This is in the article: if you aren't using the tensor cores, you aren't utilizi...

wtallis · 2024-05-13T07:08:13 1715584093

Knowing what portion of the FLOPs are in the tensor cores isn't quite the right thing to be looking at. The key question is how much more tensor core performance can be gained by reducing or eliminating the dies area devoted to non-tensor compute and higher precision arithmetic. Most of NVIDIA's GPUs are still designed primarily for graphics: they have some fixed function units that can be deleted in an AI-only chip, and a lot of die space devoted to non-tensor compute because the tensor cores don't naturally lend themselves to graphics work (though NVIDIA has spent years coming up with ways to not leave the tensor cores dark during graphics work, most notably DLSS).

So the claims that NVIDIA's GPUs are already thoroughly optimized for AI and that there's no low-hanging fruit for further specialization don't seem too plausible, unless you're only talking about the part of the datacenter lineup that has already had nearly all fixed-function graphics hardware excised.

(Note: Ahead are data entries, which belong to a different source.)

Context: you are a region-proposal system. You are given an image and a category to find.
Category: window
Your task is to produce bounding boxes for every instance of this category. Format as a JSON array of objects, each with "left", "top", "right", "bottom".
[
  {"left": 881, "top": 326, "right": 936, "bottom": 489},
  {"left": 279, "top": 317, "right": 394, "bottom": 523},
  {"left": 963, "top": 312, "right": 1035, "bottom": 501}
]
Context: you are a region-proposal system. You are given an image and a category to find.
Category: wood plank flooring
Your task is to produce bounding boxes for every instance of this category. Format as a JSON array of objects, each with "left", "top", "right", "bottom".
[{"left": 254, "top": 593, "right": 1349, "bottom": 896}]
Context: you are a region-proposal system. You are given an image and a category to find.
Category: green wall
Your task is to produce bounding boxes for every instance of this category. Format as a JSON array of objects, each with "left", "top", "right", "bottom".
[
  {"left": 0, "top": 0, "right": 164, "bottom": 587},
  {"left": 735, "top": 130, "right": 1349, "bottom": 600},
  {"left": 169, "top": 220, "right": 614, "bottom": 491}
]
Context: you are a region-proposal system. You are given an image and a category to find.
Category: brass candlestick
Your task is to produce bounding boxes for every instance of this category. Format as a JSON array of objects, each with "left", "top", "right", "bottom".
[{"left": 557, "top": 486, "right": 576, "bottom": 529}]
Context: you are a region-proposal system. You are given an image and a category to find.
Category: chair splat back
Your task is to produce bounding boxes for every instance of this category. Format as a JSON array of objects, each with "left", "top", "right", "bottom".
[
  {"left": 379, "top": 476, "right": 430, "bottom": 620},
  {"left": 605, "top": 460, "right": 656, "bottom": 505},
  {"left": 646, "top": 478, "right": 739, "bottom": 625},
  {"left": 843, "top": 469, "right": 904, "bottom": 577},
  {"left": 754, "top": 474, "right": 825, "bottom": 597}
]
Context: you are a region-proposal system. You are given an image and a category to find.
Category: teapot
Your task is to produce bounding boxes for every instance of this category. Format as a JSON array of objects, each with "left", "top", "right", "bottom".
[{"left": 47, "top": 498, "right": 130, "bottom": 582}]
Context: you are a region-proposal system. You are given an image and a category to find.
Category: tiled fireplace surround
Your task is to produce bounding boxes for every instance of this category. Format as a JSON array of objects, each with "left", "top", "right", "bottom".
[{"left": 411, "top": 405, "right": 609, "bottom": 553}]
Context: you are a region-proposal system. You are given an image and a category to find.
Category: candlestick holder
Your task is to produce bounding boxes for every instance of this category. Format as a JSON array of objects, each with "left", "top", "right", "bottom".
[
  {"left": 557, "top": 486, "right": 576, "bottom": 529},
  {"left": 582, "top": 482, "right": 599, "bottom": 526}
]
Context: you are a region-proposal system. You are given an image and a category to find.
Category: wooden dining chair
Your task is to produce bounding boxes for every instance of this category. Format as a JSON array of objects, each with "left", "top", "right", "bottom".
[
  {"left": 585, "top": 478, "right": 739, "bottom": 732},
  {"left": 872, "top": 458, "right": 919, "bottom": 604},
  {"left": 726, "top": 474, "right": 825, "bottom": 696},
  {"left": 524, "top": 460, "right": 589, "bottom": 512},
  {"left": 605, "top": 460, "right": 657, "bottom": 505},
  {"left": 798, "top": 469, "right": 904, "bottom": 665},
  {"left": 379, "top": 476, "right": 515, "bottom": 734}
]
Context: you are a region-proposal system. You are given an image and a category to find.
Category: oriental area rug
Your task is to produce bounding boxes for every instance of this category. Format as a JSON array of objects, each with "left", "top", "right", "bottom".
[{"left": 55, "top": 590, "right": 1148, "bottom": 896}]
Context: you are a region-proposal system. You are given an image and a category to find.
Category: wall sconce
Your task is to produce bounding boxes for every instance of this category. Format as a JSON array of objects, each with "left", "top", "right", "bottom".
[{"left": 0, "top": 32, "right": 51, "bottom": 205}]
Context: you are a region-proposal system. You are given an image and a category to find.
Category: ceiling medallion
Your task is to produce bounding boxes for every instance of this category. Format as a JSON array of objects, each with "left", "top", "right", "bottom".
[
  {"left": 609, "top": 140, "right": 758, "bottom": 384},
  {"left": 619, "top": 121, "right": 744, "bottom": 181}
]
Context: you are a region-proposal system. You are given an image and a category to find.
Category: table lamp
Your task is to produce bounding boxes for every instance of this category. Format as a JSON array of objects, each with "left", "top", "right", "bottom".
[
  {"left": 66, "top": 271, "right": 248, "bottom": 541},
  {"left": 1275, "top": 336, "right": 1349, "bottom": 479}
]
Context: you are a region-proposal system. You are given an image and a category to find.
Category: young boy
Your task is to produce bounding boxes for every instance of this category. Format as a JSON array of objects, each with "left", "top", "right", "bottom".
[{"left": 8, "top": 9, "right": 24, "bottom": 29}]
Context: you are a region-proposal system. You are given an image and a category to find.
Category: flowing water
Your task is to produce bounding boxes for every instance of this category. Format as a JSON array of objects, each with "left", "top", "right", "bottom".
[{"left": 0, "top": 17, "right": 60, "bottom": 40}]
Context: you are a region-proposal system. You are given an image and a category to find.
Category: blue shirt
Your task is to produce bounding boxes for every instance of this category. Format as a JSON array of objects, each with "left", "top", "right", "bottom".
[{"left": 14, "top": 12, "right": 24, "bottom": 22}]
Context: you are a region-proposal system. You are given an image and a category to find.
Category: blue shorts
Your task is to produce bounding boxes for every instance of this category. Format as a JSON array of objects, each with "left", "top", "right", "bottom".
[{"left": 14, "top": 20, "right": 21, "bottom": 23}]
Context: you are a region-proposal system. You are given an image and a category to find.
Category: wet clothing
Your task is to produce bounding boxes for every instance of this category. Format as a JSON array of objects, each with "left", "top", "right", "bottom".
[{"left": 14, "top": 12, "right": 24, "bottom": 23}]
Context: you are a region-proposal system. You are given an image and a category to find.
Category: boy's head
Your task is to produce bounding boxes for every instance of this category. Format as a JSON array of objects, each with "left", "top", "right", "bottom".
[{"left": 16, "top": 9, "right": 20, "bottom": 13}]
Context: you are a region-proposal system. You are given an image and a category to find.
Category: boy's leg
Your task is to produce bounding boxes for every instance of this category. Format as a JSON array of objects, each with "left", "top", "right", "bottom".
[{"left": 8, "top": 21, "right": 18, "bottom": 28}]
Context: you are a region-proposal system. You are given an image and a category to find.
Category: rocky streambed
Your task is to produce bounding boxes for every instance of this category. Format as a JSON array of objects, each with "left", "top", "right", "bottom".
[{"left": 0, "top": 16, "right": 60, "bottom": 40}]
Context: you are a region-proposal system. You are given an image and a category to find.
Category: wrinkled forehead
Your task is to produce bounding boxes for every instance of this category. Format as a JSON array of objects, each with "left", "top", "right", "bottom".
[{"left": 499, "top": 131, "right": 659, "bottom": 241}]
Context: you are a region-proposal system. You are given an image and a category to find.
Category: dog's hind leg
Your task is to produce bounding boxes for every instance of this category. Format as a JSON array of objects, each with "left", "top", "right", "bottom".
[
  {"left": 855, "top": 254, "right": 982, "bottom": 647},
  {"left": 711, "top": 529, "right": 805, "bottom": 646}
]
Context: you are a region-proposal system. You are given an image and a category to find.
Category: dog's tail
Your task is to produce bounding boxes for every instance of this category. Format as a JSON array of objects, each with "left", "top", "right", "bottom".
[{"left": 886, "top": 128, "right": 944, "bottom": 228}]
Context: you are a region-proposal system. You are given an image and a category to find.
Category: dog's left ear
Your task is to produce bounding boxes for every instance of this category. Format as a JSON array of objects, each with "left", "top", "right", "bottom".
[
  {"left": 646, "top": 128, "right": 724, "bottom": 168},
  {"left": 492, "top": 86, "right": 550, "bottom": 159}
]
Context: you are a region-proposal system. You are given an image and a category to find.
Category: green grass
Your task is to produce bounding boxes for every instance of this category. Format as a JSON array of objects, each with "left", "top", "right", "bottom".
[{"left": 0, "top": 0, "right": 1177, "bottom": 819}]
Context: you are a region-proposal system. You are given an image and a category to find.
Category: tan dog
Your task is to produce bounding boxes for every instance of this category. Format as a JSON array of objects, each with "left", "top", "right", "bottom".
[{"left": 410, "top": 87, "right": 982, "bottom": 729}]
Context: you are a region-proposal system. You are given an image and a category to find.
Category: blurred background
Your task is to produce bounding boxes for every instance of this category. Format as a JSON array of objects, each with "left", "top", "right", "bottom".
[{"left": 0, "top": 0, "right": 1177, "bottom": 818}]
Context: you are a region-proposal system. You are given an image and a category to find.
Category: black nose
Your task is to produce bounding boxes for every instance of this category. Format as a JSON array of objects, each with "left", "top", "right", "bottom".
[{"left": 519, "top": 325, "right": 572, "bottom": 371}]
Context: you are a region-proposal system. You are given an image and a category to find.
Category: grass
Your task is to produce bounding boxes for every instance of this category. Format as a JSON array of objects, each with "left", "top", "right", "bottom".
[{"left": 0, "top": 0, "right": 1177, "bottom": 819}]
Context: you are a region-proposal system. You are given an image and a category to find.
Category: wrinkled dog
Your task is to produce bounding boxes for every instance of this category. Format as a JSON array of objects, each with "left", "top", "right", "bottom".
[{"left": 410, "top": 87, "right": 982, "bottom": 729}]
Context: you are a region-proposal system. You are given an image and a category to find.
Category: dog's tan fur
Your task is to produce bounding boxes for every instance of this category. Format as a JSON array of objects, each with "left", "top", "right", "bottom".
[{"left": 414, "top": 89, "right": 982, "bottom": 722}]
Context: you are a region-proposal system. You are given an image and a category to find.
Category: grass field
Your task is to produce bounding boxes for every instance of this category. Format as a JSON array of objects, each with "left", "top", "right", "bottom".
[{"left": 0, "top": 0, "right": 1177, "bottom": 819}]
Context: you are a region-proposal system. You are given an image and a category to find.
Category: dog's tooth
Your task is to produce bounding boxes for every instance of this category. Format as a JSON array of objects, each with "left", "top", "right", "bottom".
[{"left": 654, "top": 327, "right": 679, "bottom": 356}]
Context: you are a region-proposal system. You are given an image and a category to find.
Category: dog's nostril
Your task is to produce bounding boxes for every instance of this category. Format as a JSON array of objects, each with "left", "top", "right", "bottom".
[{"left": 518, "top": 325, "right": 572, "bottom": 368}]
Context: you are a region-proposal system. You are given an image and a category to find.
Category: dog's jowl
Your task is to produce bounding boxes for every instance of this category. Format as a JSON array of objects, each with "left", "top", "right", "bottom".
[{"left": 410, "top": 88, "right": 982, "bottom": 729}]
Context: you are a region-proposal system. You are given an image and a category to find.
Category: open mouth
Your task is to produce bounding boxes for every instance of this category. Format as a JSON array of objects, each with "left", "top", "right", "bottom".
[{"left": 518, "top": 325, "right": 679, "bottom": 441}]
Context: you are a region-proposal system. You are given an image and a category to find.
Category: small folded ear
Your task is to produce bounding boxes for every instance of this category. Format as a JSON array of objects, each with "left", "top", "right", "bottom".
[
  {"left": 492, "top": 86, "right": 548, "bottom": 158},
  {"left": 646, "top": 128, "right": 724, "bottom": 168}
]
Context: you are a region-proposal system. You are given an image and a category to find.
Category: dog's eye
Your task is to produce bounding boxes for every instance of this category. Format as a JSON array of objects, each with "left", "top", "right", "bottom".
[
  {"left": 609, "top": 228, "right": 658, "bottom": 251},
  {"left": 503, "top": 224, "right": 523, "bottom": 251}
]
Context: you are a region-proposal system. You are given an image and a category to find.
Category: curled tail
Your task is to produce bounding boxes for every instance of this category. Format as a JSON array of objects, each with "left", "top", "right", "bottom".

And even for Hopper and Blackwell, there's some fat to be trimmed if you can narrow your requirements.

smallmancontrov · 2024-05-13T14:05:18 1715609118

Mind the Dark Silicon Fraction.

Some fraction of your transistors MUST go unused on average or you melt the silicon. This was already a thing in the 20nm days and I'm sure it has only gotten worse. 100% TDP utilization might correspond to 60% device utilization.

wtallis · 2024-05-13T14:32:10 1715610730

That's true for CPUs. Does it really apply to GPUs and other accelerators for embarrassingly parallel problems where going slower but wider is always a valid option?

incrudible · 2024-05-13T10:03:50 1715594630

There is not a lot of fixed function left in the modern graphics pipeline, economics of scale dictate that there is no net benefit in trimming it.

wtallis · 2024-05-13T14:43:27 1715611407

And yet, even NVIDIA does trim it from chips like the H100, which has no display outputs, RT cores, or video encoders (though they keep the decoders), and only has ROPs for two of the 72 TPCs.

Sharlin · 2024-05-13T08:21:11 1715588471

On the H100 specifically. The figure is likely different on consumer cards.